There’s a sad truth in today’s world: if something isn’t newsworthy, it doesn’t exist. It applies to environmental disasters, wars, and to humanitarian emergencies. It also applies to people. Pope Francis tells us in his September prayer intention and video, that “people who live on the margins” are in fact, “invisible.” Not because they really are, but because we have made them so, turning away from them: “we’ll get stiff necks from looking the other way,” he says, and wonders, “how we managed to reach this level of indifference.”
The sentence with which Pope Francis opens his monthly video is a snapshot of our world: “a homeless person who dies on the street will never appear on the first page of Internet search engines or news bulletins.” And so, in the continuation of the video, a hypothetical online search engine tries to accompany its keywords, showing what too often escapes our eyes and our hearts: “living on the margins,” and homeless people appear in the suburbs of the large cities of various continents and you see the enormous contrasts between shacks and skyscrapers only a few meters away from each other. Then in the video the efforts of many organizations – often Catholic – are brought to light, which give concrete answers that are away from the spotlight and the television cameras.

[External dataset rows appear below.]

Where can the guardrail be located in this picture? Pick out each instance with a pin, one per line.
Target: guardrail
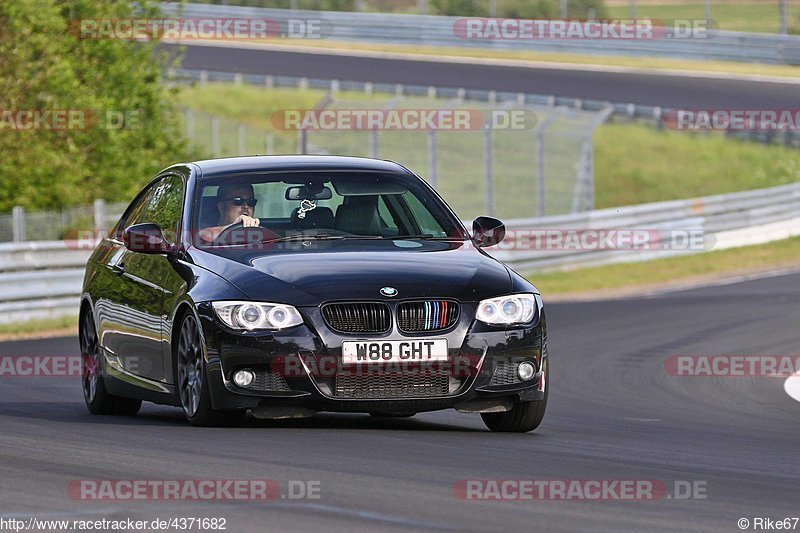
(44, 279)
(438, 31)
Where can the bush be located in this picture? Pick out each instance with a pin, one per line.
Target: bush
(44, 67)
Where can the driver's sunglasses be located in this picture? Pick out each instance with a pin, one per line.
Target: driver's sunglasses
(239, 201)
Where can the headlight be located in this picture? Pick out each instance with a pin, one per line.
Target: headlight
(255, 315)
(511, 309)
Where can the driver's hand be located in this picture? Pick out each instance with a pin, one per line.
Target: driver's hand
(247, 221)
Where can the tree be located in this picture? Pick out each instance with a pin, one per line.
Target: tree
(126, 126)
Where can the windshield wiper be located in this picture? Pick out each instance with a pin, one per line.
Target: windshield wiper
(426, 237)
(321, 237)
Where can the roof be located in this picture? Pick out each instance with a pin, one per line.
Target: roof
(215, 168)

One can be on the margins of society in various ways, as Pope Francis recalls: “for reasons of poverty, addiction, mental illness or disability.” Whatever the cause, however, the result is the same: a culture – which dominates “our lives, our cities, our way of life” – “in which millions of men and women are worthless compared to economic profit.” Let us stop then, the Pope asks us, making them invisible. And “let us focus on hospitality”: on the culture “of hospitality, of giving a roof, of giving shelter, of giving love, and giving human warmth.”